Die Informationen für den Impuls hole ich mir meistens aus BibleHub.com damit auch du es nachschlagen kannst.
Schön, dass wir uns die Zeit nehmen, um gemeinsam auf die Worte Jesu zu hören. Bevor wir tief eintauchen, lass uns kurz innehalten und uns im Gebet sammeln:
Lieber Vater, danke, dass Du uns so siehst, wie wir sind – manchmal ein bisschen verloren, manchmal mitten im Chaos, aber immer geliebt. Du erinnerst uns daran, dass niemand für Dich zu klein oder zu unwichtig ist. Öffne unsere Herzen, während wir über Deine Worte nachdenken, und hilf uns, das zu erkennen, was Du uns heute zeigen möchtest.
In Jesu Namen beten wir,
Amen.
Der Text:
Zunächst werfen wir einen Blick auf den Text in verschiedenen Bibelübersetzungen. Dadurch gewinnen wir ein tieferes Verständnis und können die unterschiedlichen Nuancen des Textes in den jeweiligen Übersetzungen oder Übertragungen besser erfassen. Dazu vergleichen wir die Elberfelder 2006 (ELB 2006), Schlachter 2000 (SLT), Luther 2017 (LU17), Basis Bibel (BB) und die Hoffnung für alle 2015 (Hfa).
Matthäus 18,12
ELB 2006 Was meint ihr? Wenn ein Mensch hundert Schafe hätte und eins von ihnen sich verirrte, lässt er nicht die neunundneunzig auf den Bergen und geht hin und sucht das irrende?
SLT Was meint ihr? Wenn ein Mensch hundert Schafe hat, und es verirrt sich eines von ihnen, lässt er nicht die neunundneunzig auf den Bergen, geht hin und sucht das verirrte?
LU17 Was meint ihr? Wenn ein Mensch hundert Schafe hätte und eins unter ihnen sich verirrte: lässt er nicht die neunundneunzig auf den Bergen, geht hin und sucht das verirrte?

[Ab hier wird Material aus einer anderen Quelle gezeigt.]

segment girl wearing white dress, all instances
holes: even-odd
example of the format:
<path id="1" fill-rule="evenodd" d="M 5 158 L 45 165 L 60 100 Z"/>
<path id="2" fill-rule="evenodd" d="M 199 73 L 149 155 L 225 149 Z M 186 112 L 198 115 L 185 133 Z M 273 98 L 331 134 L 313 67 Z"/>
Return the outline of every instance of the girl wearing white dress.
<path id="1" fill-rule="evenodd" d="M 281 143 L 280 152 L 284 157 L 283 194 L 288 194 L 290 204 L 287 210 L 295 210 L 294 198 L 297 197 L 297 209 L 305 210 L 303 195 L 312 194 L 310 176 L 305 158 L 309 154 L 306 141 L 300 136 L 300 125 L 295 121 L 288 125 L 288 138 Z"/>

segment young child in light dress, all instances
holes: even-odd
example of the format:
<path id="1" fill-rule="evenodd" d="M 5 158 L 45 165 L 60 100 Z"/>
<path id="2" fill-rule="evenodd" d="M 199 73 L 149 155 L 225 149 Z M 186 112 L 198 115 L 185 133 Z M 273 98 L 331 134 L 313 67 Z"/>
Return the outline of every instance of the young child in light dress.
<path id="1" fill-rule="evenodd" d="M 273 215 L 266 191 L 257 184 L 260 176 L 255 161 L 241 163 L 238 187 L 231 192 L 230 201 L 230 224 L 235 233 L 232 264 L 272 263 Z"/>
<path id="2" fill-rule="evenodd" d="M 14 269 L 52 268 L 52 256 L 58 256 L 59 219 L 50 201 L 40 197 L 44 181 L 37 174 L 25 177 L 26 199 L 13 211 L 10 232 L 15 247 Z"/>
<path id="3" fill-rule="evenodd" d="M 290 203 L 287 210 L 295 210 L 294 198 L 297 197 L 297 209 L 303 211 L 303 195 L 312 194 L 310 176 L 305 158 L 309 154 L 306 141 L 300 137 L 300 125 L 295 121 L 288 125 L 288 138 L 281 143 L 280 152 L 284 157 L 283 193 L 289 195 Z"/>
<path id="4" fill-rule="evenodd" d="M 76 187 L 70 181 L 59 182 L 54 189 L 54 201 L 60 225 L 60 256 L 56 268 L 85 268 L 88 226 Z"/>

BB Was meint ihr: Ein Mann besitzt hundert Schafe, aber eines davon verläuft sich. Wird er dann nicht die neunundneunzig Schafe im Bergland zurücklassen? Wird er nicht losgehen, um das verirrte Schaf zu suchen?

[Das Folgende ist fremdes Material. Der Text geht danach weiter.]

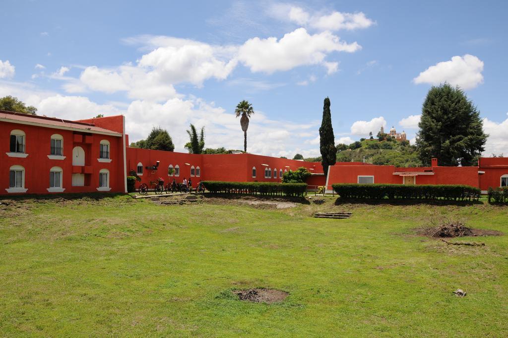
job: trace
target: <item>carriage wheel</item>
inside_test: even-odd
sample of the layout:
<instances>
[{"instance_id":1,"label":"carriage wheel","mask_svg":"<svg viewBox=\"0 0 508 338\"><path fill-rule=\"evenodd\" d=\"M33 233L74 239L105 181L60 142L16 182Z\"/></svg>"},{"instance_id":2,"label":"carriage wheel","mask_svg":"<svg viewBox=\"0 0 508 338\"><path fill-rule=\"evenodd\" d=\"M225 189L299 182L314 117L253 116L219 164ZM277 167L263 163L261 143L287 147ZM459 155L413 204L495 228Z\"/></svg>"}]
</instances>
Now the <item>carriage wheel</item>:
<instances>
[{"instance_id":1,"label":"carriage wheel","mask_svg":"<svg viewBox=\"0 0 508 338\"><path fill-rule=\"evenodd\" d=\"M146 183L143 183L139 186L138 191L140 195L146 195L148 192L148 186L146 185Z\"/></svg>"}]
</instances>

HfA Was meint ihr: Wenn ein Mann hundert Schafe hat und sich eins davon verläuft, was wird er tun? Lässt er nicht die neunundneunzig auf ihrer Weide in den Bergen zurück, um das verirrte Schaf zu suchen?
Der Kontext:
In diesem Abschnitt geht es darum, die grundlegenden Fragen – das „Wer“, „Wo“, „Was“, „Wann“ und „Warum“ – zu klären. Das Ziel ist es, ein besseres Bild von der Welt und den Umständen zu zeichnen, in denen dieser Vers verfasst wurde. So bekommen wir ein tieferes Verständnis für die Botschaft, bevor wir uns den Details widmen.
Kurzgesagt… Jesus erzählt im Matthäusevangelium eine Geschichte, die uns aufhorchen lässt. Es geht um ein verlorenes Schaf, einen Hirten und die verrückte Idee, dass ein einzelnes Schaf mehr wert sein könnte als der Rest der ganzen Herde. Klingt paradox? Genau das ist der Punkt.

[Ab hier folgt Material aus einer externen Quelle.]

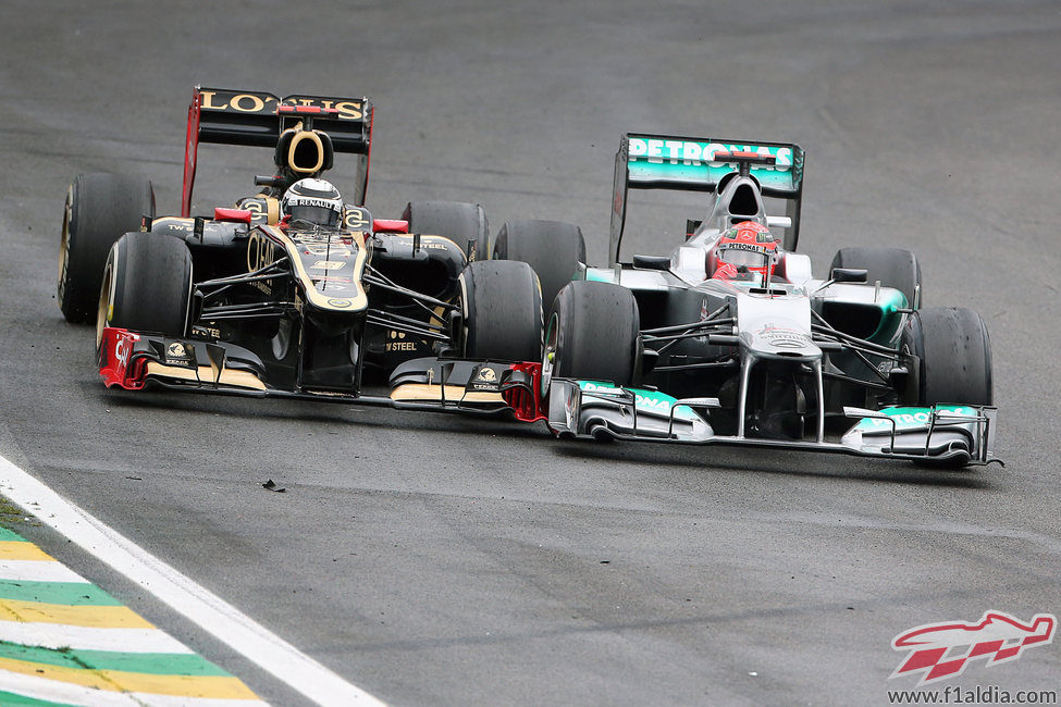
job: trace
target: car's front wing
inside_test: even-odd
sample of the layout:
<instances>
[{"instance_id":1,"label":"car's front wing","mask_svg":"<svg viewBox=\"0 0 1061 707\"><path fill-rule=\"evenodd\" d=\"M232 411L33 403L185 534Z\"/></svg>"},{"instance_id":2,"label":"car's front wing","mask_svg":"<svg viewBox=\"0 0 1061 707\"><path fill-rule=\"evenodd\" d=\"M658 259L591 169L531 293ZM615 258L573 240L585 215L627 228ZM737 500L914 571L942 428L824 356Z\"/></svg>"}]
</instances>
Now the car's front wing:
<instances>
[{"instance_id":1,"label":"car's front wing","mask_svg":"<svg viewBox=\"0 0 1061 707\"><path fill-rule=\"evenodd\" d=\"M400 375L392 376L387 395L282 389L270 385L256 357L237 345L106 327L99 349L99 373L107 387L126 390L156 385L250 397L509 414L525 422L545 419L539 412L538 363L418 359L407 361L400 367Z\"/></svg>"},{"instance_id":2,"label":"car's front wing","mask_svg":"<svg viewBox=\"0 0 1061 707\"><path fill-rule=\"evenodd\" d=\"M657 390L554 379L548 426L562 437L784 447L946 467L999 461L995 458L996 408L990 406L844 408L852 427L836 441L821 442L716 434L711 410L718 407L716 398L677 399Z\"/></svg>"}]
</instances>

Previously on… Wir befinden uns mitten in einem Gespräch zwischen Jesus und seinen Jüngern. Die Jungs hatten gerade eine Frage auf dem Herzen, die vielleicht ein bisschen kindisch klingt: „Wer ist der Größte im Himmelreich?“ Classic. Jesus, wie immer ein Meister darin, Erwartungen zu durchbrechen, stellt ein Kind in die Mitte und erklärt, dass wahre Größe in der Demut liegt. Und nicht nur das – er macht klar, dass die Schwächsten, die Kleinen, die scheinbar Unbedeutenden, im Reich Gottes einen Ehrenplatz haben. Dieses Setting führt uns direkt in das Gleichnis vom verlorenen Schaf. Es ist eine Geschichte, die aufzeigt, wie radikal anders Gottes Perspektive auf Wert und Bedeutung ist.
Der geistig-religiöse Kontext? Die Jünger lebten in einer Kultur, in der Status, Ehre und Position eine große Rolle spielten. Wer am meisten Einfluss hatte, wer vorne mitspielte, der hatte gewonnen – zumindest in den Augen der Menschen. Aber hier kommt Jesus mit einer Botschaft, die den damaligen Denkweisen komplett entgegenlief: Bei Gott zählen nicht die Erfolgreichen, sondern die, die sich ihrer Schwäche bewusst sind. Und das verlorene Schaf? Es ist ein Sinnbild für all jene, die sich abgehängt fühlen, die irgendwo gestrandet sind oder sich innerlich verloren haben. Der Hirte, der sie sucht, zeigt ein Herz, das überfließt vor Barmherzigkeit und Liebe – selbst dann, wenn die Suche alles andere in den Schatten stellt.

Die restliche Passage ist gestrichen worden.